Use the C rule and proposition 2.10 to prove $$\forall x(A(x)\to B(x)\lor C(x))\land\lnot\forall x(A(x)\to B(x)))\vdash\exists x(A(x)\land C(x))$$
[ C rule ]
[ A4 rule ]
This is what I've done so far
By hypothesis,$\forall x(A(x)\to B(x)\lor C(x))\land\lnot\forall x(A(x)\to B(x)))$, particularly $$\lnot\forall x(A(x)\to B(x)))$$ $$\implies\exists\lnot x(A(x)\to B(x)))$$
Also by hypothesis, $$\forall x(\lnot A(x)\lor B(x)\lor C(x))$$
How do I proceed from here? Should I apply C rule or A4 rule?

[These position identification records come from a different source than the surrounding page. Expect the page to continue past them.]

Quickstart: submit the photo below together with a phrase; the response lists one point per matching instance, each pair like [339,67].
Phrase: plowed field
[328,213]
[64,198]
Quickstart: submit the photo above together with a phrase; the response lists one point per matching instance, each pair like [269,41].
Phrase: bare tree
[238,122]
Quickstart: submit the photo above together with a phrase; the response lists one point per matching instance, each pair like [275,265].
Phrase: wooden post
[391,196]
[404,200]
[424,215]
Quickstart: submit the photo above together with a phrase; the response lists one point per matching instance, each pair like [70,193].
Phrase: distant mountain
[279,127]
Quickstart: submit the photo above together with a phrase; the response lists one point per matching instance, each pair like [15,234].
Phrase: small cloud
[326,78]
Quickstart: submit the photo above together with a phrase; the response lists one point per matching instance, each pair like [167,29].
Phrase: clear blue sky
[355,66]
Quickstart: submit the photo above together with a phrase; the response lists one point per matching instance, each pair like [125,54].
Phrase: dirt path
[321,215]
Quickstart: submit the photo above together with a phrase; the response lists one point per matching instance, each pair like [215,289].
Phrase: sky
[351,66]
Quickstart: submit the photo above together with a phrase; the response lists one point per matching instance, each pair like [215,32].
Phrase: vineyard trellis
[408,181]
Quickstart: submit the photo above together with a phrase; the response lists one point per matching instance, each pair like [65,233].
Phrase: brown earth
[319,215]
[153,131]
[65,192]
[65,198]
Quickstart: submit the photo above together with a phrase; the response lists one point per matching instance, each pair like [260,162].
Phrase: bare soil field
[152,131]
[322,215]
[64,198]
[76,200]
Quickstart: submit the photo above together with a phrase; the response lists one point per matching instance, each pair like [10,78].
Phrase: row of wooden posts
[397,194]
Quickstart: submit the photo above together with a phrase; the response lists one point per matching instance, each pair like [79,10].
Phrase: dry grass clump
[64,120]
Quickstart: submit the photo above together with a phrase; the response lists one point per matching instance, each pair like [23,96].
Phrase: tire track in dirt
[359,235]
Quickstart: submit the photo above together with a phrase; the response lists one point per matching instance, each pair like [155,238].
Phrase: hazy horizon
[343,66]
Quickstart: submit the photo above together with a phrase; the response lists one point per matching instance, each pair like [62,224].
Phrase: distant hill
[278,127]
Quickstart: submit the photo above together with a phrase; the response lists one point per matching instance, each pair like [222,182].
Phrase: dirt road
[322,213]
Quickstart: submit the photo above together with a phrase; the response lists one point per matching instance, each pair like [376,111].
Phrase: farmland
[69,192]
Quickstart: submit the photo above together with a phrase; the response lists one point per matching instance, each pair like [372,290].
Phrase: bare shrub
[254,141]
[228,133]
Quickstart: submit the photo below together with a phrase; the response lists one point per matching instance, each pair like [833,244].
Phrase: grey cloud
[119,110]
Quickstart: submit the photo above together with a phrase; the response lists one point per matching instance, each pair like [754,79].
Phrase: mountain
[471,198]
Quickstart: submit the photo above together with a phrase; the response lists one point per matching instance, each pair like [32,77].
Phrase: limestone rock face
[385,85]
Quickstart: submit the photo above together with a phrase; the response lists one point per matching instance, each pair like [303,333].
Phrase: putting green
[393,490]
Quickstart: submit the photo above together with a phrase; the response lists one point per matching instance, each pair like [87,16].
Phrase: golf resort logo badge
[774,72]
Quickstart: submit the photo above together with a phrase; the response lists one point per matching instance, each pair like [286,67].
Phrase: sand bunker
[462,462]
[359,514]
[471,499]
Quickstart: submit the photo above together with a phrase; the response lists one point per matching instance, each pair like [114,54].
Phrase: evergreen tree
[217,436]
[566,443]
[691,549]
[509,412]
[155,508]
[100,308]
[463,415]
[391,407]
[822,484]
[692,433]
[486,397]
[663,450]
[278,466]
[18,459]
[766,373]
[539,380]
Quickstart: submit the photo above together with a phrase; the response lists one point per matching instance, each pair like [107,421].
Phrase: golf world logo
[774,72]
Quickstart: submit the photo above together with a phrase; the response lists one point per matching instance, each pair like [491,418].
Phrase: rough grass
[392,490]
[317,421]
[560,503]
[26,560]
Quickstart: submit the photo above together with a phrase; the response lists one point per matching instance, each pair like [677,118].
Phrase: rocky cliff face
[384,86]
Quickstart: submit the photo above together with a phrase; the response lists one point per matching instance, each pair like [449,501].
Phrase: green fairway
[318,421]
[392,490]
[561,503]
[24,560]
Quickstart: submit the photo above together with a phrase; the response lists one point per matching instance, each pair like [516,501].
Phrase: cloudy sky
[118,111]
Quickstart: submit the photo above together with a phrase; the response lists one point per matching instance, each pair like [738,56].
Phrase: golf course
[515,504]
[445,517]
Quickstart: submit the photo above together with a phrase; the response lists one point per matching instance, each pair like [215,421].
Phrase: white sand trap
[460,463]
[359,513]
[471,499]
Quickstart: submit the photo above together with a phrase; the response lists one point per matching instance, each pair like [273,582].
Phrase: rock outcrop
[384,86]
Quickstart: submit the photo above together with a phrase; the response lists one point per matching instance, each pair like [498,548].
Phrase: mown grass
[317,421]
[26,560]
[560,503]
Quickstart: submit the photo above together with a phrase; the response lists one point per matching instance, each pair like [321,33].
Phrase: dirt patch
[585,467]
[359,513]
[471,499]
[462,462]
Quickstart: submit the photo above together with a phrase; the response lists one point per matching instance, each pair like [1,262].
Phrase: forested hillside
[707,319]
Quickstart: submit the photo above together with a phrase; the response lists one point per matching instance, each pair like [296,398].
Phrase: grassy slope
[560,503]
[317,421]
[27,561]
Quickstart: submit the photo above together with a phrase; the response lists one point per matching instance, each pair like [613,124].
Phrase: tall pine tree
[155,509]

I don't know how to get $\exists x(A(x)\land C(x))$
By C-rule, exists a new constant $c$ such that $\vdash_C\neg(A(c)\rightarrow B(c))$ and this is equivalent to $\vdash_CA(c)\wedge \neg B(c)$, so $\vdash_CA(c)$.
As hypothesis you have that $\vdash\forall x((A(x)\rightarrow B(x))\vee C(x))$. Then you can conclude that $\vdash_CC(c)$ (here I use A.4 rule on the previous statement).
Now, by $\exists$-introduction you have $\vdash_C\exists x(A(x)\wedge C(x))$. The conclution follows by proposition 2.10.